3D Movies Give Me A Headache

10 11 2010

Disney announced that they will be releasing a new film featuring beloved chilren’s character Winnie the Pooh in 2011, and they will use the classic drawn, watercolor illustration to animate the 100 Acre Wood gang.

The first Pooh film in nearly three decades, will follow AA Milne’s Christopher Robin, Pooh, Tigger and friends on the hunt for a new tail for Eeyore.

Perhaps taking a cue from theatergoers who rushed to see 2009’s The Princess and the Frog (the film grossed $267million worldwide), which was Disney’s first foray back into 2-D animation in nearly 5 years. 
I hope that the 2011 Winnie the Pooh movie does well, and will perhaps serve as encouragement for other studios to take a break from shoving 3D films down our throats, as they have been over the last few years.

 This film will serve as a refreshing change from the CGI and 3-D creations popularized by Pixar studios beginning in 1995 with Toy Story.  Pixar was a frequent collaborator with Disney (A Bug’s Life, Finding Nemo, Cars) until the company was finally acquired by Disney in 2006- in a $7.4 billion deal. 

Toy Story and almost every other Pixar feature has been wonderfully done, cleverly written, and lovingly recieved- but I feel as though there is an impersonal element to these creations, the characters look a bit sharper or less lifelike than were they hand-drawn.

Disney Pixar played into the 3-D film craze with 2009’s Up, which went on to be nominated for Best Picture at the 82nd annual Academy Awards.
 

3-D films were introduced in the 1950s, seeing renewed interest in the 60s and 80s.  3-D movies were being made and distributed to IMAX theaters all along, but have entered the mainstream market as more theaters become digitally equipped.
Two years ago several live action 3-D films hit theaters, including Final Destination, Journey to the Center of the Earth, and My Bloody Valentine.
The trend continued with dozens of animated 3-D releases, like Coraline, Bolt, and Monsters vs. Aliens.

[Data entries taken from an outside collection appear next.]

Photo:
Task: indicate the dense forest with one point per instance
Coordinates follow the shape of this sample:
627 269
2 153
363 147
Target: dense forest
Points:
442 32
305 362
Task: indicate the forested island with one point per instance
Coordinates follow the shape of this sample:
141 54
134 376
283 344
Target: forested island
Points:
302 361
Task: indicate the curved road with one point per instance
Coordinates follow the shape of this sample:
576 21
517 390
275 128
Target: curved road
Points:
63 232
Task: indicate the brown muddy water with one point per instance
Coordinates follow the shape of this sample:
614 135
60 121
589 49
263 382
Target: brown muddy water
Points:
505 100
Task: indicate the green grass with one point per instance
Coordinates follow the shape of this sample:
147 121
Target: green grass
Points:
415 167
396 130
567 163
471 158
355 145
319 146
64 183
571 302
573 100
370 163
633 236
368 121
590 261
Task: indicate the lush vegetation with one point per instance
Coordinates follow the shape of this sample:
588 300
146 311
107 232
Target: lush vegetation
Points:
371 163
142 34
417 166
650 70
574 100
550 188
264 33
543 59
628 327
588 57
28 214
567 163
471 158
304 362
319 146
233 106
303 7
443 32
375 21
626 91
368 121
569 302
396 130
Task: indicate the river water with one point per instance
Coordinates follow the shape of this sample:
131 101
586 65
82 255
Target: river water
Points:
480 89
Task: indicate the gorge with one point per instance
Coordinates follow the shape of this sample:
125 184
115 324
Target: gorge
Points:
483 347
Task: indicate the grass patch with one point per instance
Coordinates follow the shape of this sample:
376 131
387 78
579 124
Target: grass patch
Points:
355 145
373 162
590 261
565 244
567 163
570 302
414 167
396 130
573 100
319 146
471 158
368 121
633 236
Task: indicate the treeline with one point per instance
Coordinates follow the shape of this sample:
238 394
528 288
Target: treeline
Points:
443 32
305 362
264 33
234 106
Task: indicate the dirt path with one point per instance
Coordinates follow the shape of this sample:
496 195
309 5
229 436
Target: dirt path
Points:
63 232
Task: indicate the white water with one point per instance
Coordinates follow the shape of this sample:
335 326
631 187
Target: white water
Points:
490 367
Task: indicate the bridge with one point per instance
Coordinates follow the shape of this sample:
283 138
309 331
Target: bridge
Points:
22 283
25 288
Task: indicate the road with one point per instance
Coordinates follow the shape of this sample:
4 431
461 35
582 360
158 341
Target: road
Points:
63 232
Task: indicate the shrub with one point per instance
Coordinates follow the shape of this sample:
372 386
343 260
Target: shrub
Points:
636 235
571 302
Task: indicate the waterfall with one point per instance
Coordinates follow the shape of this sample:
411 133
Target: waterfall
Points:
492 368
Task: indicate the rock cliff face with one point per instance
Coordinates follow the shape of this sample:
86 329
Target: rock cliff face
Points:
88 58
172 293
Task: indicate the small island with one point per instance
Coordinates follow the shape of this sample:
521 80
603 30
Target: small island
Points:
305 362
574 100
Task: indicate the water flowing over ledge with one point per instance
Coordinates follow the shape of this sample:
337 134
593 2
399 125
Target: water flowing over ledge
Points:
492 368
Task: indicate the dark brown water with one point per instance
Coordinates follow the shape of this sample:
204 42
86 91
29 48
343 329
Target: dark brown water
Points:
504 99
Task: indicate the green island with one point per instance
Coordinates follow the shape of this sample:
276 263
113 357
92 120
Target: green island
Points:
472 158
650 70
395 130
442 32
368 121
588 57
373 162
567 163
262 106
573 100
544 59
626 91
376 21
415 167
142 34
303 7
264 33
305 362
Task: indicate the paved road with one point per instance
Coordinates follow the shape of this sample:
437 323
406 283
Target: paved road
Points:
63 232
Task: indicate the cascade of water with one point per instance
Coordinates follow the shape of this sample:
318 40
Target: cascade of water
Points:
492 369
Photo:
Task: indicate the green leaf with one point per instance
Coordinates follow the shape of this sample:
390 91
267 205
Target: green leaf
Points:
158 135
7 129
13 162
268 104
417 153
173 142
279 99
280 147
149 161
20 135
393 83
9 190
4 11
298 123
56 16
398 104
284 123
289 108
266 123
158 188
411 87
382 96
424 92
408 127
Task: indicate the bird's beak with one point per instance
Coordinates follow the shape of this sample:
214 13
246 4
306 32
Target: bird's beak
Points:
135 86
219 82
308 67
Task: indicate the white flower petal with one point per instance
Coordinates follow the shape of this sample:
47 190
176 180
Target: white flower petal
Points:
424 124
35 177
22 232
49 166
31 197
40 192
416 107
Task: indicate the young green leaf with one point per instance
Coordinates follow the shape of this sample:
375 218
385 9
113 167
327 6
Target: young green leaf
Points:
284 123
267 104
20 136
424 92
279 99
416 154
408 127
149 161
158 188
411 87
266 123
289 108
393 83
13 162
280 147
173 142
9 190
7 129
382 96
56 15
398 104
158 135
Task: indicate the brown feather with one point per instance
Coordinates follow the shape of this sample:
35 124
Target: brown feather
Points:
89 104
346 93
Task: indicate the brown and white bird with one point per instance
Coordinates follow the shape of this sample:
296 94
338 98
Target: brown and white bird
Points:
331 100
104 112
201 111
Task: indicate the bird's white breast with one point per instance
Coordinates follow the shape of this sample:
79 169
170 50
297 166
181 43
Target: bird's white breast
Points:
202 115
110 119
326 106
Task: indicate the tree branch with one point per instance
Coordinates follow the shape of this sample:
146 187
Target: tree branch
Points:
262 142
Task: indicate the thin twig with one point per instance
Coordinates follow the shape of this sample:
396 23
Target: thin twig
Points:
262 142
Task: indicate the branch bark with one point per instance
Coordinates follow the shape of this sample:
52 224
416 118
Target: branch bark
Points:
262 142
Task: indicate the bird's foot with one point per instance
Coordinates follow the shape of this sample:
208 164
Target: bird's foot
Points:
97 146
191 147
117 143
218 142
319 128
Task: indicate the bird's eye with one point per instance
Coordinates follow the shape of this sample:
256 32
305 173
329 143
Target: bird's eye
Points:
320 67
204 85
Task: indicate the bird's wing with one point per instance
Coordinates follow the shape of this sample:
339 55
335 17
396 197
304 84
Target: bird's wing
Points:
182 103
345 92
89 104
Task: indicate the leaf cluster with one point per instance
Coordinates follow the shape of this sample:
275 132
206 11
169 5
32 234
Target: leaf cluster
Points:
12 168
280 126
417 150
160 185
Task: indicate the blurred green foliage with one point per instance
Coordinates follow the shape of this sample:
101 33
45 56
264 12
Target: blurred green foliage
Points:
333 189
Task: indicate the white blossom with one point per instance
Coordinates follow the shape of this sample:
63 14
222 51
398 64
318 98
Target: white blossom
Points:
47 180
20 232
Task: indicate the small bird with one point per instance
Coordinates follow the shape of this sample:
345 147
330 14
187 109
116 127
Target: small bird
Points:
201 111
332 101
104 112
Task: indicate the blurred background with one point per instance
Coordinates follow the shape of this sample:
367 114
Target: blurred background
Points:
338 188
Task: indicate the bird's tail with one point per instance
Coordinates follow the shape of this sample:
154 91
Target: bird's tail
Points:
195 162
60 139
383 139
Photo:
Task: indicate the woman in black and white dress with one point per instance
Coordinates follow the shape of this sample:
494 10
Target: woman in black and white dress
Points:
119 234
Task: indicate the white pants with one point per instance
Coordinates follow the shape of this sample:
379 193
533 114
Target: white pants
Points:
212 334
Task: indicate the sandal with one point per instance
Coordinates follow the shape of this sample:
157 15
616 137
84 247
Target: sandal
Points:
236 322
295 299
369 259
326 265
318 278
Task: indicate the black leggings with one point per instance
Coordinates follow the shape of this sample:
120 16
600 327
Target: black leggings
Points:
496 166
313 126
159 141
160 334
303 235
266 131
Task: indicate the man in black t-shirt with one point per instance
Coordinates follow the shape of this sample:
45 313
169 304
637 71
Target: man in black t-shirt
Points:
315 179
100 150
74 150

 The national average for movie ticket prices is still under $8, but some theaters charge an extra $2-$6 for 3D shows.

It makes sense to me that a film that costs more to make, may cost more to go see- but I wonder how many people are actually forking over the extra dough.  Because 3D films cost more to see, I find that their overall profits are skewed.

Prices aside, I feel that the growing presence of 3D films in our theaters may actually be a bad thing- because there are so many people that are put off by the overwhelming stimulation: the elderly, people with autism or other developmental differences, and young kids.